Flow development and interface sculpting in stable lubricated pipeline transport

In Sarmadi et al. (2017) [1] we introduced a novel methodology for efficient transport of heavy oil via a triple-layer core-annular flow. Pumping pressures are significantly reduced by concentrating high shear rates to a lubricating layer, while ideas from Visco-plastic lubrication are used to eliminate the possibility of interfacial instabilities. Specifically, we purposefully position a shaped unyielded skin of a visco-plastic fluid between the transported oil and the lubricating fluid layer. The shaping of the skin layer allows for lubrication forces to develop as the core settles under the action of transverse buoyancy forces: adopting an eccentric position where buoyancy and lubrication forces balance.

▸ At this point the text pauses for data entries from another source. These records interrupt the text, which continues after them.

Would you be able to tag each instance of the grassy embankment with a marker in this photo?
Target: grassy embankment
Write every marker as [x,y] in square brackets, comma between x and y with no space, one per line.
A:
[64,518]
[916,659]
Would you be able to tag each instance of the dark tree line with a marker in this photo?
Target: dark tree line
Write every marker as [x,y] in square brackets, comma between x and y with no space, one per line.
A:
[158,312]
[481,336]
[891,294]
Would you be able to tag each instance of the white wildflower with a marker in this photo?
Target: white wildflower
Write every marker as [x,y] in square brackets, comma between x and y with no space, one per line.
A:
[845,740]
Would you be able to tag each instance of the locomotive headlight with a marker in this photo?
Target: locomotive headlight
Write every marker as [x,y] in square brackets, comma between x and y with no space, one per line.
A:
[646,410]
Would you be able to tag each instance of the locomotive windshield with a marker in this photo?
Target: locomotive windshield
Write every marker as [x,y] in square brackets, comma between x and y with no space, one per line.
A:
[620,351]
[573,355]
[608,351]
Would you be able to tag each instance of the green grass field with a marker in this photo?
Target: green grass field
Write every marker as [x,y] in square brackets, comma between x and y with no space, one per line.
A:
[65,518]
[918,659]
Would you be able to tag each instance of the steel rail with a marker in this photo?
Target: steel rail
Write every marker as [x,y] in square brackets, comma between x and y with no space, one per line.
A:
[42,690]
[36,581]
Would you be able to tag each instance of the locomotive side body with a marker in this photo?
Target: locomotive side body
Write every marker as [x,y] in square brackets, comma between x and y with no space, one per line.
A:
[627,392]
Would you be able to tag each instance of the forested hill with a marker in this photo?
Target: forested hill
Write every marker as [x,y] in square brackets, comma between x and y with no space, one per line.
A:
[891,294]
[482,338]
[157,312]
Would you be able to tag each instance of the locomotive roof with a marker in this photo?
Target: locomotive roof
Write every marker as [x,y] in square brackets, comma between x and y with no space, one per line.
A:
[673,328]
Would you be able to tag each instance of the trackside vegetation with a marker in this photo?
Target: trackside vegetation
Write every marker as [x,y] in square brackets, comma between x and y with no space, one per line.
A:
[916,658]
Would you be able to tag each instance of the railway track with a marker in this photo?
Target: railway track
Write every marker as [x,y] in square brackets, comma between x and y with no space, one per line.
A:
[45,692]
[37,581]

In Sarmadi et al. (2017) [1] we focused on a steady periodic length of established flow, to establish feasibility for the pipelining application. Here we address the equally important issue of how in practice to develop a triple layer flow with a sculpted/shaped viscoplastic skin, all within a concentric inflow manifold. First, we use a simple 1D model to control layer thickness via flow rates of the individual fluids. This is used to give the input flow rates for an axisymmetric triple-layer computation using a finite element discretization with the augmented Lagrangian method to represent the yield surface behavior accurately and a Piecewise Linear Interface Calculation (PLIC) method to track the interface motion. This establishes that these flows may be stably established in a controlled way with a desired interface shape. The shaped interface induces extensional stresses in the skin layer. We study this directly by developing a long-wavelength/quasi-steady analysis of the extensional flow. This allows us to predict the minimal yield stress required to maintain the skin rigid, for a given shape, all while maintaining a constant flow rate of the transported oil.